Early in my graduate school career I had an instructor who got me interested in pediatrics. She is one of those endlessly excited and excitable people who everyone knows is in love with what she does. Watching her treat patients is kind of entrancing. She was a major factor in why I didn’t quit school, she reminded me of why I wanted to do this in the first place. And throughout my education, I spoke with her a few times about suggestions for getting into pediatrics and she was incredibly helpful.
And then I did a 14 week pediatrics rotation. That I completely hated. It didn’t help that I was pregnant, contracting like a man woman and chasing around small children, which is not an ideal situation (please know that I know that there are worse things. All I’m saying is that the pregnancy made the clinical harder.). And it didn’t help that I had 2 different clinical instructors who made the affiliation a major challenge by perpetually contradicting one another. I was miserable. I didn’t want to leave in the morning to go to clinic, I wanted to go home early every day.
And so when I got an email from that professor offering me a part time position in her peds clinic, I paused.

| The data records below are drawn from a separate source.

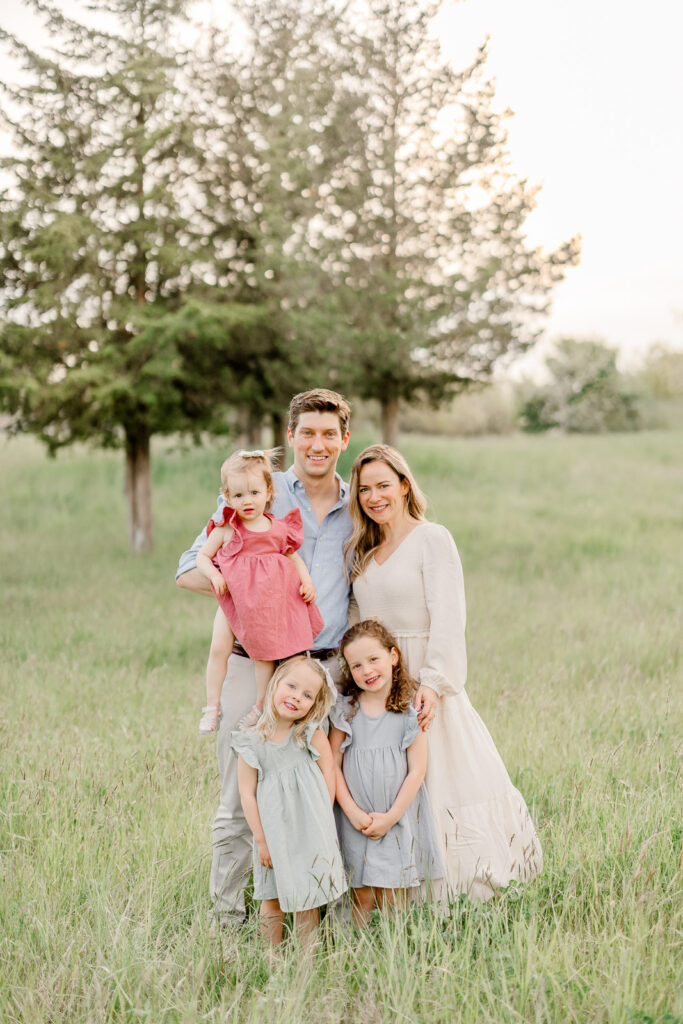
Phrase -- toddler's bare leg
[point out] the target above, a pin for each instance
(271, 919)
(364, 904)
(262, 671)
(305, 925)
(221, 648)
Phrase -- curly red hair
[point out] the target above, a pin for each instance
(403, 686)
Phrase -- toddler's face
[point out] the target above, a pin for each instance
(296, 691)
(248, 494)
(371, 664)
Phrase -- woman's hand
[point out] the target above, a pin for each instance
(425, 704)
(307, 590)
(264, 854)
(379, 825)
(219, 584)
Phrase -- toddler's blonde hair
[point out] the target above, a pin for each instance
(249, 462)
(319, 709)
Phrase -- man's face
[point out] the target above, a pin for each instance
(316, 442)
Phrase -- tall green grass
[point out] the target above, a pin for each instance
(571, 555)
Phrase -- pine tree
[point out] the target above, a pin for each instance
(281, 134)
(439, 281)
(101, 245)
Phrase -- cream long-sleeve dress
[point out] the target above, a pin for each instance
(485, 832)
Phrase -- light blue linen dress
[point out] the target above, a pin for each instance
(298, 822)
(375, 766)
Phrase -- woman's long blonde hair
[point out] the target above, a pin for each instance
(366, 535)
(268, 721)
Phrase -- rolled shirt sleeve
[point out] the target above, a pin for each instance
(444, 669)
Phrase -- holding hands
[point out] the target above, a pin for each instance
(264, 853)
(379, 824)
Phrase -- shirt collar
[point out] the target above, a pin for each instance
(296, 482)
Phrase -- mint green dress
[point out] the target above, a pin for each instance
(299, 826)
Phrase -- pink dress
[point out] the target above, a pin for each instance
(263, 606)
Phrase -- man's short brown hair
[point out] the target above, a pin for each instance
(319, 400)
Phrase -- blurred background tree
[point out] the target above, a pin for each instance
(279, 133)
(586, 393)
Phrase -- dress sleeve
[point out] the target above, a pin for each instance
(294, 531)
(339, 720)
(411, 728)
(244, 742)
(444, 669)
(308, 733)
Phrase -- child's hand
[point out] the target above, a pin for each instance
(264, 854)
(307, 591)
(219, 584)
(359, 819)
(379, 825)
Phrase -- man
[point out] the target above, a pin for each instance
(317, 433)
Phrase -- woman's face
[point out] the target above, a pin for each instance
(382, 494)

Let me just say that I was totally beside myself with surprise and well, pride, for getting asked to join her clinic. It is a small, but renowned place, and my instructor had 95 students from my year alone to choose from, among many other qualified professionals. Yes, I’m bragging. I hate myself for it a little bit, but I’m doing it anyway. This is pretty much the coolest professional thing that ever has and probably ever will happen to me.
I didn’t initially know how to proceed because it was such an incredible opportunity (especially since the type of pediatrics work is not just mainstream clinical peds, it’s a cool combo setting that I’m not going to go into details on because it’ll make things very googleable and I’m not ready for that), but my feelings on pediatrics had been tainted by my past experience, so I was struggling with what to do.
She invited me to come out and watch a few sessions, so Eli and I spent 3 hours watching her treat kids. And I felt a familiar feeling. It was the way I felt about pediatrics my first few years of school. The way I felt after I did my first pediatric affiliation, the way I felt just before I started that last one.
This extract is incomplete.